Numa sociedade articulada em redor dos meios de comunicação, a distinção fundamental é entre a atenção e a ignorância; tudo se decide na capacidade de perceber e ser percebido. Não nada pior que passar despercebido, ser invisível. A própria existência parece incerta enquanto não é confirmada pelo olhar de outros (2009: 134).

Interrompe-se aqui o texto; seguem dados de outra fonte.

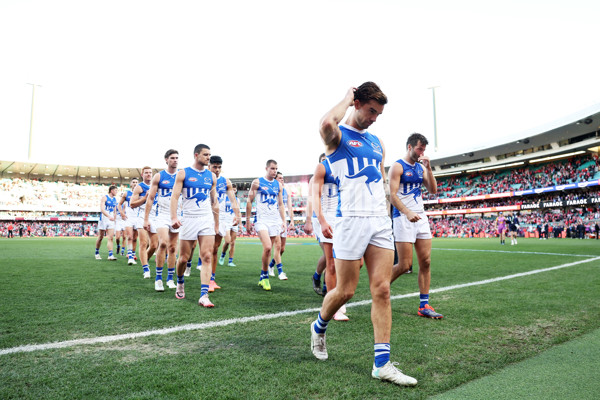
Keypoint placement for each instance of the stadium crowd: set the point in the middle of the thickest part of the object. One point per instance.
(85, 197)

No fundo, trata-se da exaltação da singularidade individual, uma exaltação que concebe cada vez mais relevo aos aspectos privados da existência e à enunciação da visibilidade identitária e de afectos e vivências pessoais. Como tivemos oportunidade de constatar, a preocupação que os indivíduos sentem em se exteriorizar é uma influência da civilização helenística, mas parece evidente que este sentimento regressou mediante novas formas de exteriorização que, no entanto, mais não fazem do que acentuar a tendência secular da sociedade como esfera de aparição, como espaço de ser e de aparecer para os outros. O incremento das tecnologias de informação, especificamente das redes sociais digitais, intensificou a categoria da aparência presente nas interacções quotidianas onde os indivíduos representam o seu self. Porém, e tal como sublinhou Joshua Meyrowitz (1986), a natureza dos mediaelectrónicos torna bastante difícil separar a esfera das experiências públicas da esfera das experiência privadas, anulando-se, consequentemente, a distinção goffmaniana entre bastidores e palco e entre público e privado.